Aterrizo en el cinturón bíblico el año 2008 con aquel sentimiento constante que parece que vengas de Arbeca que te acompaña el primer año. Tres o cuatro días antes del Thanksgiving, me doy cuenta de que algunos vecinos del callejón sin salida del suburbio donde yo vivo pasean arriba y abajo con unas bolsas de plástico que parecen pesar un quintal y, curiosamente, las dejan en casa de mi vecino. El chico que no conozco y que parece serio, recibe las bolsas y ellos dan la vuelta. Imagino historias que me hacen perder el sueño, pensando en qué pimientos hay dentro de aquellas bolsas, suspicacia a la catalana, ya sabéis de qué hablo. Tengo tentaciones de llamar a la puerta y acercarme al receptor de la mercancía, ofreciéndole alguna golosinaría catalana, por aquello de vale más a buenas, por si las moscas. El día de Acción de Gracias se resuelve con final feliz el enigma de las bolsas pesadas. A media tarde llegan nuestros invitados a casa, nos vienen a hacer un showcooking de la fritada del gallo. Empiezan a deshilachar utensilios hacia el patio: la olla, garrafas de aceite de cacahuete, ganchos, quemadores y, ¡por desgracia!, una bolsa de plástico con un peso pesado que llevaban a hombros.
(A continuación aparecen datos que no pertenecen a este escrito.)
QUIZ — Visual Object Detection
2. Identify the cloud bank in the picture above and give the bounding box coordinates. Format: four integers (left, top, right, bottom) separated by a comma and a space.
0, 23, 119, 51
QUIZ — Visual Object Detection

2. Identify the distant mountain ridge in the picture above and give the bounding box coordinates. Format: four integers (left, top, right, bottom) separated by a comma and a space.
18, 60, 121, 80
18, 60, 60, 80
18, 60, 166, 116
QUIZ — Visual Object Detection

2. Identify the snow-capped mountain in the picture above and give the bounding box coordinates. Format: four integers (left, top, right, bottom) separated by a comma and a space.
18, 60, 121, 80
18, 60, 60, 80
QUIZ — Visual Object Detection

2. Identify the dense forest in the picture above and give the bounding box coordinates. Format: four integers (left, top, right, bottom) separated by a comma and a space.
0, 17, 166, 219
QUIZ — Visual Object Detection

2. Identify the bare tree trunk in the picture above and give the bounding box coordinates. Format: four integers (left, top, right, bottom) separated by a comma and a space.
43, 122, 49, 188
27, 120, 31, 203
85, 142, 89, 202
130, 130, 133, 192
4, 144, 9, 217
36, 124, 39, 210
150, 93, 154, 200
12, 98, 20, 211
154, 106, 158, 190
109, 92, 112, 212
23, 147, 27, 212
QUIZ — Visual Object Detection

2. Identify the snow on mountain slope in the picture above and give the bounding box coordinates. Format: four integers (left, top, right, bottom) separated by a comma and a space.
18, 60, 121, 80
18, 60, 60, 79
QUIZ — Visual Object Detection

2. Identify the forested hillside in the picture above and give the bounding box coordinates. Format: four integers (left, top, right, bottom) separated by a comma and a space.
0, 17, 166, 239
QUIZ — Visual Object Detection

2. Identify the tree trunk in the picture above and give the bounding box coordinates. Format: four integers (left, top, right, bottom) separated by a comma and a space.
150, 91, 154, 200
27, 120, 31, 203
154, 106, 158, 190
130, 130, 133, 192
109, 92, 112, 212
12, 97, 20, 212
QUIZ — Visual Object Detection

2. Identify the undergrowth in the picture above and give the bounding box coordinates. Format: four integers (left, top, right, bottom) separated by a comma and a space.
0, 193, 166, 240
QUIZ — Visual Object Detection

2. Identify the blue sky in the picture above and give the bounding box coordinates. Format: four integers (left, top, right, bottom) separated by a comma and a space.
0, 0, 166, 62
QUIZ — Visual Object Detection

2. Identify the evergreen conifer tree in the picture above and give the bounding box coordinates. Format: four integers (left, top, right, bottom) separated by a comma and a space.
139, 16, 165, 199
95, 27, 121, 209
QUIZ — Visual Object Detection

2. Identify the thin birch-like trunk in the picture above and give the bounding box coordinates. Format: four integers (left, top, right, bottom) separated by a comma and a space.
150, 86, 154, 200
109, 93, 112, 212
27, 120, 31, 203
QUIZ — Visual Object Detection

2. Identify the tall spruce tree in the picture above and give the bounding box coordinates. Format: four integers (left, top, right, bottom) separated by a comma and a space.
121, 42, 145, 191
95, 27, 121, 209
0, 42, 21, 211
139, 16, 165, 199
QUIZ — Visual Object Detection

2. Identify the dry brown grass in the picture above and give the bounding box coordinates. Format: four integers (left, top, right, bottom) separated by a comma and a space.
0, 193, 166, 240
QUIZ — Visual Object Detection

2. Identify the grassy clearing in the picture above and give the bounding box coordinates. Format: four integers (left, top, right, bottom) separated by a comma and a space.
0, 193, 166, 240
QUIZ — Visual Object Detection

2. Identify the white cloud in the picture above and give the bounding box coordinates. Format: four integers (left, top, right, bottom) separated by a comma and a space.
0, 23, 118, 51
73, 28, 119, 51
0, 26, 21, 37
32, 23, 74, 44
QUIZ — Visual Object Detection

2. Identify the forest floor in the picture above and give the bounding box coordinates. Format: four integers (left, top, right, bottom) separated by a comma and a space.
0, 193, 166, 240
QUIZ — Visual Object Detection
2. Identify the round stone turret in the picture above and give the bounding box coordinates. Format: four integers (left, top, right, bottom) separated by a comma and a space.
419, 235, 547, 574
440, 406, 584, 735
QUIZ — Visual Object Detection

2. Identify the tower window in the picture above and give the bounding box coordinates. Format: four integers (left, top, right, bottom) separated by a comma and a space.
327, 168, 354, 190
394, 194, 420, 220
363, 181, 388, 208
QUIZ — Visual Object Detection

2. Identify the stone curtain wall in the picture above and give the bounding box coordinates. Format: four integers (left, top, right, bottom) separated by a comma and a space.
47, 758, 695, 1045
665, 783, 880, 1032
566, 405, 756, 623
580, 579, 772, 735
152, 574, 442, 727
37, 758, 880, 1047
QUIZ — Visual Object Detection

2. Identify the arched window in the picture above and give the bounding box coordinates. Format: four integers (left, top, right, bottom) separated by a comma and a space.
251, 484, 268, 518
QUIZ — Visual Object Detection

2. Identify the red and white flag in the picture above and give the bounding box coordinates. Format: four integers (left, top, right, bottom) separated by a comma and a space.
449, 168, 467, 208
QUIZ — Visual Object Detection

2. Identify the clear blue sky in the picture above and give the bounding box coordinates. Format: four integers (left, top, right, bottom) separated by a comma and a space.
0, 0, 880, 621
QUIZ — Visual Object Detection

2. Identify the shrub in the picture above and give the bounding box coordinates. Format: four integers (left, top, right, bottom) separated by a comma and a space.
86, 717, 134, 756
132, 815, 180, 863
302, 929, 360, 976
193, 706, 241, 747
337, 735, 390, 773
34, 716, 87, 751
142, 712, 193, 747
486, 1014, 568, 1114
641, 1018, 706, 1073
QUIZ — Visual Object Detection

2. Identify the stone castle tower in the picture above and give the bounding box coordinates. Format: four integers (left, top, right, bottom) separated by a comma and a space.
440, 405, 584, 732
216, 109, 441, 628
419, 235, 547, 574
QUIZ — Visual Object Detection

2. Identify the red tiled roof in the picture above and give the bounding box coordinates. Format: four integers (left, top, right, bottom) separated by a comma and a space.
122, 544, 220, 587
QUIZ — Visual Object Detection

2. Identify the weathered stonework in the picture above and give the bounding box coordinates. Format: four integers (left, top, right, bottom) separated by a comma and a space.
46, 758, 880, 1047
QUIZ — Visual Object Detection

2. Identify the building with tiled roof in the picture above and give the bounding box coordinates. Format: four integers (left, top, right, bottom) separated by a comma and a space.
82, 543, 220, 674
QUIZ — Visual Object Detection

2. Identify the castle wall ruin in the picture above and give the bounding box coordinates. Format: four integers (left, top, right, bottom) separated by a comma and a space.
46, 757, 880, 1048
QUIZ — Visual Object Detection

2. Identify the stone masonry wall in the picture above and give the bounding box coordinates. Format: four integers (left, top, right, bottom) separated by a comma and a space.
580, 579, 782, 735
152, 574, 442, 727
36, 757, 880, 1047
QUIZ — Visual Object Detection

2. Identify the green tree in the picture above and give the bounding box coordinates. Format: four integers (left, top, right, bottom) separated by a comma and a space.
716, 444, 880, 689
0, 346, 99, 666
Aquella noche aprendo para siempre que en el sur es tradición poner el pavo en salmuera dos días antes. Otros lo hacen con el típico adobado picante y la gran mayoría utilizan bolsas de basura. Los que tienen la olla y el menaje, se ofrecen para freír los pájaros de los vecinos a cambio de algún pecan pie o de uno de los acompañamientos clásicos: el mac and cheese, los panecillos de maíz, el ocra en vinagre, los boniatos hervidos... Un hecho interesante es que en el país todo el mundo come pavo (en el sur frito y en el norte al horno), pero las especias para aderezarlo y los acompañamientos varían geográficamente, como también lo hacen los clásicos pasteles de fruta.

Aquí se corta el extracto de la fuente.